Substitute this into equation $III$: $x(11-x) = 28 \implies 11x - x^{2} = 28$.
Rearranging gives the quadratic equation: $x^{2} - 11x + 28 = 0$.
Factoring the quadratic: $x^{2} - 7x - 4x + 28 = 0 \implies x(x-7) - 4(x-7) = 0 \implies (x-7)(x-4) = 0$.
Thus,$x = 7$ or $x = 4$.
If $x = 7$,then $y = 11-7 = 4$.
If $x = 4$,then $y = 11-4 = 7$.
Now,using equation $II$: $x-y+z = 0 \implies z = y-x$.
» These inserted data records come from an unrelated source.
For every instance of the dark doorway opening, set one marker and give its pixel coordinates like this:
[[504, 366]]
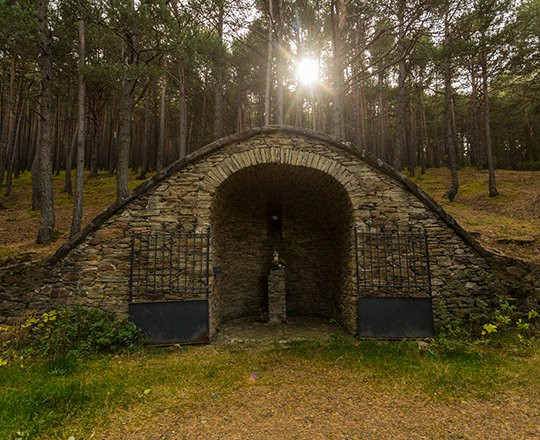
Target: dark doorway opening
[[302, 213]]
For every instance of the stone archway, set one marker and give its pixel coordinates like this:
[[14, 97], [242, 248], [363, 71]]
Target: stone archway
[[303, 213]]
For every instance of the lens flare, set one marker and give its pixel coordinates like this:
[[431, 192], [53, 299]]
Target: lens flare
[[307, 71]]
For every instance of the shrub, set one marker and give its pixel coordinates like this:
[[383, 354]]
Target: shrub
[[61, 335], [508, 322]]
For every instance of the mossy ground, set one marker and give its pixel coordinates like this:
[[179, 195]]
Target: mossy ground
[[186, 392], [509, 223], [19, 224]]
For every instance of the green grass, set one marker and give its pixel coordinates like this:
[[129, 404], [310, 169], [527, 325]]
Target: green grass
[[37, 403]]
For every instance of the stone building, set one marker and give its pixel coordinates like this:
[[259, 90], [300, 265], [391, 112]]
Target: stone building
[[305, 195]]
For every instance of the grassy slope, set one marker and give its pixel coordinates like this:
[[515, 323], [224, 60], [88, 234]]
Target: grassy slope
[[340, 388], [509, 223], [18, 223]]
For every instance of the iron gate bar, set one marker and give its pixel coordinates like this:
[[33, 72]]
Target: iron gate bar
[[394, 261], [393, 282], [169, 262]]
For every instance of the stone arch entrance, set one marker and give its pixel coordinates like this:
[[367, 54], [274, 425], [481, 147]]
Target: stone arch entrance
[[303, 213]]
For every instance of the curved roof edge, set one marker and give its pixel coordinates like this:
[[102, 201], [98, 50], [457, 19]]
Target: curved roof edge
[[364, 155]]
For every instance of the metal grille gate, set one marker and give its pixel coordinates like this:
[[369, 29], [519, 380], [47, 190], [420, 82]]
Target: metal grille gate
[[393, 283], [169, 284]]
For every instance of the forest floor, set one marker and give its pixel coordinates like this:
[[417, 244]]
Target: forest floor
[[508, 224], [317, 388]]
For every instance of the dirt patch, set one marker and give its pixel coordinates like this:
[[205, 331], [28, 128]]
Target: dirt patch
[[296, 402]]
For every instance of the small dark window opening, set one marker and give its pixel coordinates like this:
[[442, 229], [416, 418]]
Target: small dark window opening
[[274, 220]]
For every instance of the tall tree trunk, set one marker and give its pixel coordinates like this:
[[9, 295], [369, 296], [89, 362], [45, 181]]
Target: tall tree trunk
[[401, 118], [268, 81], [476, 156], [12, 157], [218, 94], [126, 104], [10, 114], [382, 122], [449, 126], [76, 218], [487, 128], [280, 61], [423, 133], [182, 112], [161, 137], [69, 162], [146, 138], [46, 200], [338, 17], [412, 139]]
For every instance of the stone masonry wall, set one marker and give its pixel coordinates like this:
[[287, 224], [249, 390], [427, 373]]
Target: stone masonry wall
[[94, 269]]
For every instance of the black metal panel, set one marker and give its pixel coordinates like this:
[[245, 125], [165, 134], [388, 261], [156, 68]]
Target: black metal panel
[[172, 321], [395, 317]]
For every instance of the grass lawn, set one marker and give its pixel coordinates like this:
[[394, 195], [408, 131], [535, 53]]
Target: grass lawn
[[335, 388]]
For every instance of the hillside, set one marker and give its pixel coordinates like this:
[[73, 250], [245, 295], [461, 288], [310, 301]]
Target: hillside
[[508, 224]]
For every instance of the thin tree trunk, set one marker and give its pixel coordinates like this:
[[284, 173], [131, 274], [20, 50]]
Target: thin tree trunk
[[382, 123], [449, 126], [423, 134], [161, 138], [182, 111], [338, 24], [412, 139], [76, 218], [280, 64], [487, 129], [46, 200], [268, 84], [69, 162], [146, 138], [10, 111], [126, 104], [401, 135], [218, 94], [15, 148]]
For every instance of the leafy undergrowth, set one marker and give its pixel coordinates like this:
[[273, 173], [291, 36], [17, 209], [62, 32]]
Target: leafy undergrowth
[[508, 223], [19, 224], [142, 393]]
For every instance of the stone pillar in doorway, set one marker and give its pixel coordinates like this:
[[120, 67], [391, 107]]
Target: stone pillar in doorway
[[277, 306]]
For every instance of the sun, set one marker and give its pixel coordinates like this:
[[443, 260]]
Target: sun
[[307, 71]]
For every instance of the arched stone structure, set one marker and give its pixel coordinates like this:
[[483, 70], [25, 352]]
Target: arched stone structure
[[221, 181]]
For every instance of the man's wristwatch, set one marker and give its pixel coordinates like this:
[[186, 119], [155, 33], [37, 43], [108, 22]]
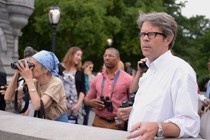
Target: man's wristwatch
[[160, 131]]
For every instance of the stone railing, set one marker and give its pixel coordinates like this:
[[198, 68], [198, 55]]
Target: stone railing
[[18, 127]]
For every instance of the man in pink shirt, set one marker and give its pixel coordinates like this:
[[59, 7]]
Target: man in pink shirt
[[108, 90]]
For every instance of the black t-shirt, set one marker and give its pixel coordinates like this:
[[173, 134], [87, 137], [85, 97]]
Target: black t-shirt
[[3, 81]]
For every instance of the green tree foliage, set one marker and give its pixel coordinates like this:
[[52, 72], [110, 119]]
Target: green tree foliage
[[89, 23]]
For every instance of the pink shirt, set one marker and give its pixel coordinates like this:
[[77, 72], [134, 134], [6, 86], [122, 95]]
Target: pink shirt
[[120, 92]]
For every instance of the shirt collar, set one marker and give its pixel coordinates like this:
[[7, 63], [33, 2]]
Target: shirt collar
[[160, 61], [104, 73]]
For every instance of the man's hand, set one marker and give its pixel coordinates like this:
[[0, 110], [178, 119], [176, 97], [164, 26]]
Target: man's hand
[[144, 130], [123, 113], [96, 103]]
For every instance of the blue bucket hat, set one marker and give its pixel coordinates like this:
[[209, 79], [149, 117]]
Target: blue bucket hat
[[48, 60]]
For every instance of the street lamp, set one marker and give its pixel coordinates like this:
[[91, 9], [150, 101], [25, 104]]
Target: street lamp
[[109, 42], [54, 17]]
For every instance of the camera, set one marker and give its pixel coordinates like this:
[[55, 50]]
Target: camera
[[129, 102], [14, 64], [143, 66], [107, 102], [3, 88]]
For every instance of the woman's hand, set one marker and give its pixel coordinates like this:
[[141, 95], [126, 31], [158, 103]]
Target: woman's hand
[[24, 70]]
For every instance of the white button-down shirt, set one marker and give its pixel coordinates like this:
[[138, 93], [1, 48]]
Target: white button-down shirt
[[168, 93]]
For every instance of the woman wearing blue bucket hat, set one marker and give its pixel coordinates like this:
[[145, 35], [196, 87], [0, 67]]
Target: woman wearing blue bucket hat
[[45, 88]]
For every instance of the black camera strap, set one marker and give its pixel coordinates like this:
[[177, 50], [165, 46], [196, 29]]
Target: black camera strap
[[41, 112], [25, 98], [113, 84]]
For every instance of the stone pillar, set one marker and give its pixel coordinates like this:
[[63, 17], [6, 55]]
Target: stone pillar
[[14, 16]]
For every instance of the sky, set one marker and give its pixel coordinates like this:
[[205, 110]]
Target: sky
[[196, 7]]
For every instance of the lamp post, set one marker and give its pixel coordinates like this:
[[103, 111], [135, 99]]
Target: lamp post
[[54, 17], [109, 42]]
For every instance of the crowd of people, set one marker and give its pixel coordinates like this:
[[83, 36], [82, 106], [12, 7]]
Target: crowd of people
[[164, 86]]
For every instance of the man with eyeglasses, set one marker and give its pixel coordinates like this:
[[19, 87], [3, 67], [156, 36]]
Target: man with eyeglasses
[[166, 101]]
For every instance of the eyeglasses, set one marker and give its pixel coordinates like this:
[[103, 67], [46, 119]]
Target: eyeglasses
[[150, 35]]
Case $1$: If $x = 7, y = 4$,then $z = 4-7 = -3$.
Case $2$: If $x = 4, y = 7$,then $z = 7-4 = 3$.
Since $x$ can be greater than $y$ or less than $y$,no fixed relationship between $x$ and $y$ can be established.

(C) Given equations are:
$I. x + 3y + 4z = 96$
$II. 2x + 8z = 80$
$III. 2x + 6y = 120$
From equation $(III)$,$2x = 120 - 6y$,so $x = 60 - 3y$.
Substitute $x$ into equation $(II)$:
$2(60 - 3y) + 8z = 80$
$120 - 6y + 8z = 80$
$8z - 6y = -40 \Rightarrow 4z - 3y = -20 \Rightarrow 3y = 4z + 20 \Rightarrow y = \frac{4z + 20}{3}$.
Substitute $x$ and $y$ into equation $(I)$:
$(60 - 3y) + 3y + 4z = 96$
$60 + 4z = 96$
$4z = 36 \Rightarrow z = 9$.
Now,find $y$:
$y = \frac{4(9) + 20}{3} = \frac{36 + 20}{3} = \frac{56}{3} \approx 18.67$.
Now,find $x$:
$x = 60 - 3(18.67) = 60 - 56 = 4$.
Comparing the values: $x = 4, y = 18.67, z = 9$.
Thus,$x < z < y$,which implies $x < y$ and $y > z$. Therefore,$x < y > z$.

(B) For equation $I$: Let $k = \frac{3x}{3x+7}$. Then $k - \frac{1}{k} = 14 \implies k^2 - 14k - 1 = 0$.
Using the quadratic formula $k = \frac{14 \pm \sqrt{196 + 4}}{2} = 7 \pm 5\sqrt{2}$.
Since $k = \frac{3x}{3x+7}$,we solve for $x$. Both roots for $x$ will be negative because the constant term in the resulting quadratic $126x^2 + 336x + 49 = 0$ is positive and the middle term is positive.
For equation $II$: Let $m = \frac{y}{18y-5}$. Then $m - \frac{1}{m} = 2 \implies m^2 - 2m - 1 = 0$.
Using the quadratic formula $m = \frac{2 \pm \sqrt{4 + 4}}{2} = 1 \pm \sqrt{2}$.
Solving for $y$,we find that the roots for $y$ are positive because the resulting quadratic $359y^2 - 190y + 25 = 0$ has a positive constant term and a negative middle term.
Since all values of $x$ are negative and all values of $y$ are positive,it follows that $x < y$.